Analyst Tip — Board Reporting
Boards do not respond to raw CVE counts. They respond to business risk expressed in operational terms. Translate your metrics: instead of "we have 6 KEV-listed vulnerabilities," say "three systems that process customer payment data have unpatched vulnerabilities currently being exploited in the wild — two are past their remediation deadline." Quantify exposure time: "CVE-2020-1472 on our primary domain controller has been exploitable for 3 days; a successful attack would give an attacker administrative control over every Windows system in the environment." For positive reporting: show trend improvement, not just current state. A PCR that moved from 48% to 62% in 30 days tells a story of program progress even if the number is still below target.

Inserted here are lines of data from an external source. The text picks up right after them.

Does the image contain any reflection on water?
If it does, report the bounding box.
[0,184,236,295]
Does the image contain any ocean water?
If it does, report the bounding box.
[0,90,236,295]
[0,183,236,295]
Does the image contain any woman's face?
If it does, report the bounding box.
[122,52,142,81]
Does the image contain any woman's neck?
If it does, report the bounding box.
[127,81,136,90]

Exercise — Build the Executive Summary
Using only the data visible in this section's metrics dashboard, write a 3-paragraph executive summary suitable for the Ficsit board of directors. Paragraph 1: Current state — what is the program's overall health and where are the critical gaps? Paragraph 2: Highest-priority risks — name the two or three specific vulnerabilities or systems that represent the most immediate business risk, and why in non-technical terms. Paragraph 3: 30-day remediation target — what will you commit to closing, what resource or process changes are needed, and what does success look like? Aim for under 200 words total. Avoid CVSS scores, CVE IDs, and technical acronyms in the first draft.

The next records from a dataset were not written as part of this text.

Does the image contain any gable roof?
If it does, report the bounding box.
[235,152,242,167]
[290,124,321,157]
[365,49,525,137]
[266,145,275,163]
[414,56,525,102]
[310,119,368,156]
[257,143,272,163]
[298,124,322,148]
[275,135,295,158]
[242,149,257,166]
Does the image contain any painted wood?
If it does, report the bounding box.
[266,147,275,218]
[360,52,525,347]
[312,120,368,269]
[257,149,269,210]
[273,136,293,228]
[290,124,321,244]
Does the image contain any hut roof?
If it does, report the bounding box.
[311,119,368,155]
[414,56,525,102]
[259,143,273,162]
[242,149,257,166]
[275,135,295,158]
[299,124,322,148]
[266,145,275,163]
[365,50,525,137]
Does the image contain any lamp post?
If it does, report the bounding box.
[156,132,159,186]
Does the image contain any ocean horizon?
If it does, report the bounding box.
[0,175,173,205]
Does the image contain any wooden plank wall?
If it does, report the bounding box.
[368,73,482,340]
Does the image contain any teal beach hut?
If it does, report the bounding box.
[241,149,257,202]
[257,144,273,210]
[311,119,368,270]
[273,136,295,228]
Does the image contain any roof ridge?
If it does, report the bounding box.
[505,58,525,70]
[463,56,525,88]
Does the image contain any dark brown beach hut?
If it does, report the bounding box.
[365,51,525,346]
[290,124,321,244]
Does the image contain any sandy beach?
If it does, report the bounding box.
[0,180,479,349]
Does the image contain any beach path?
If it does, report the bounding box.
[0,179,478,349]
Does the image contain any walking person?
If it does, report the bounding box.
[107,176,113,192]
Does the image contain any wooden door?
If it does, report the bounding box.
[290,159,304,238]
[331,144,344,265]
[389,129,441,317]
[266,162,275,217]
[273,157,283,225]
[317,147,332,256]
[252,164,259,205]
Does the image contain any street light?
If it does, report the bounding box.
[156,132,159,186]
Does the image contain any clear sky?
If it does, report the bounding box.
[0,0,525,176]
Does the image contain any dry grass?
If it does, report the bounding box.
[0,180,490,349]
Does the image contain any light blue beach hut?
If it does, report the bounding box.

VM Metrics & Reporting — Instructor Notes
The metrics section is where the lab connects technical VM work to business communication — a skill gap that is consistently cited in enterprise security hiring. Ficsit's numbers are intentionally unflattering: 62% PCR on Tier 1 criticals, 34-day average MTTR against a 7-day SLA, and 6 KEV entries open. Students will want to soften the board summary; push them not to. The board needs the honest picture because they are the ones who approve the headcount, tooling, and process changes required to fix it. The exercise's "no CVE IDs" constraint is intentional — it forces translation. A student who writes "CVE-2020-1472 with CVSS 10.0 on DC01 requires immediate remediation" has not completed the translation. A student who writes "a three-year-old vulnerability in our domain controller authentication system can be exploited without a password, giving an attacker control of every Windows computer in the building" has understood the communication task. Accept both versions but discuss which one moves a board to act.